We follow a branch-and-pull-request workflow. Direct pushes to main are not allowed.

Branch naming

Type	Pattern	Example
New feature	feature/<short-description>	feature/picking-support
Bug fix	fix/<short-description>	fix/camera-clip-plane
Documentation	docs/<short-description>	docs/update-readme
Refactoring	refactor/<short-description>	refactor/scene-rename
Tests	test/<short-description>	test/add-system-viewer

Workflow

# 1. Branch off main (always keep main up to date first)
git checkout main && git pull
git checkout -b feature/my-feature

# 2. Develop, commit often
git add <files>
git commit -m "feat: add picking event callback"

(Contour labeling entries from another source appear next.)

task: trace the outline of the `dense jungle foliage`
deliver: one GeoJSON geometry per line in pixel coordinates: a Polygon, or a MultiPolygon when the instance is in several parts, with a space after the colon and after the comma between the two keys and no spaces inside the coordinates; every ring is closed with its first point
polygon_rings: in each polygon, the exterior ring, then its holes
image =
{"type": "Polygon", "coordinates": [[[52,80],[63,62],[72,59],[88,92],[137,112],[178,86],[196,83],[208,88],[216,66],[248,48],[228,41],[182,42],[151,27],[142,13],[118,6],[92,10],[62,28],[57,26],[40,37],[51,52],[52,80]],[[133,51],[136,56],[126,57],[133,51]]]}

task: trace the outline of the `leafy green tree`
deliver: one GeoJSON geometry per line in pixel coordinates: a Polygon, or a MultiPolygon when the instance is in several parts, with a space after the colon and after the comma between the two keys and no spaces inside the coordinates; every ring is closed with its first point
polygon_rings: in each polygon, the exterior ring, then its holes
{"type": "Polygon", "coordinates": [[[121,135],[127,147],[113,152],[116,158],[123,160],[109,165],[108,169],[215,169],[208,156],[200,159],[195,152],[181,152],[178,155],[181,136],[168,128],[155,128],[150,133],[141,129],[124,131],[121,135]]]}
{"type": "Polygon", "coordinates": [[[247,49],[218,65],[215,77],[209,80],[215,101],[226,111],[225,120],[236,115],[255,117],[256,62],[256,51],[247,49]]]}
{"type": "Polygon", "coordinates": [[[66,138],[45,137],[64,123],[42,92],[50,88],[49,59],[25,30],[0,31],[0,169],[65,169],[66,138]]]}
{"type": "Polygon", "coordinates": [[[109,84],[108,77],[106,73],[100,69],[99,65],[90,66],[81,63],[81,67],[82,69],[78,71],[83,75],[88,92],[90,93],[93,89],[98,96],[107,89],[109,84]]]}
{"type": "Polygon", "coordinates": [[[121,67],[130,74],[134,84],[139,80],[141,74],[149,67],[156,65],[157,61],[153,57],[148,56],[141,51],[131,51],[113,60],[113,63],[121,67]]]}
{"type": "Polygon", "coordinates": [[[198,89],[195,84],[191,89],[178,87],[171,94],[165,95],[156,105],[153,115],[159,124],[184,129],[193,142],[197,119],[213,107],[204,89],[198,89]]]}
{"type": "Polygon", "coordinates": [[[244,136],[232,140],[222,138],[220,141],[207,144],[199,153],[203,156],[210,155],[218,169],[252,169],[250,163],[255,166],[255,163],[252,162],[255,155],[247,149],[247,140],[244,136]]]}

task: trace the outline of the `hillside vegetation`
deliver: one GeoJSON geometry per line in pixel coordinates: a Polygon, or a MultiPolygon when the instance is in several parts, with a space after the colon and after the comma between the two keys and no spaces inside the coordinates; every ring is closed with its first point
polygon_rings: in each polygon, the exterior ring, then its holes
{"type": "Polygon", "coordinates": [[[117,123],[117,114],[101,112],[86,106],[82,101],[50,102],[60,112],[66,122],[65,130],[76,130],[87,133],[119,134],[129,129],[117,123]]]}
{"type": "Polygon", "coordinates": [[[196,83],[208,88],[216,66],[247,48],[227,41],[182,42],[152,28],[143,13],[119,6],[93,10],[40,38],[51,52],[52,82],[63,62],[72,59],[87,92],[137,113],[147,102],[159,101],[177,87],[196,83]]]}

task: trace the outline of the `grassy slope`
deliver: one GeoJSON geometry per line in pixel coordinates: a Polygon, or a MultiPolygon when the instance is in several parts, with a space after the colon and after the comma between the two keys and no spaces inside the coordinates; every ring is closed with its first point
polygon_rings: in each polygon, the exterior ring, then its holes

# 3. Keep your branch up to date
git fetch origin && git rebase origin/main

# 4. Push and open a pull request
git push -u origin feature/my-feature
# → open a PR on GitHub targeting main

Commit message conventions

We follow Conventional Commits:

<type>: <short summary>

Types: feat | fix | docs | refactor | test | chore | perf

Examples:

feat: add on_pick callback to Viewer
fix: prevent camera clipping on small models
test: add system tests for viewer subprocess lifecycle
docs: document Scene and Gizmo classes

Pull request checklist

Before requesting a review, make sure:

• All existing tests pass: uv run pytest
• New code is covered by unit or system tests.
• Docstrings are present on all new public classes and methods (English, Google style).
• uv.lock is committed if dependencies changed.
• The PR description explains what changed and why.
• The branch is rebased on the latest main.

Code standards

• Formatting: standard Python conventions (PEP 8).
• Docstrings: English, Google style, on all public symbols.
• Type hints: use them on all new function signatures.
• No direct push to main — all changes go through a PR.

Troubleshooting

Panda3D / OpenGL errors on headless Linux:

sudo apt-get install libglu1-mesa libosmesa6

Subprocess tests open a window — is that expected? Yes. tests/system/test_viewer_subprocess.py starts the real Panda3D process. Those tests are automatically skipped in headless environments (DISPLAY / WAYLAND_DISPLAY not set).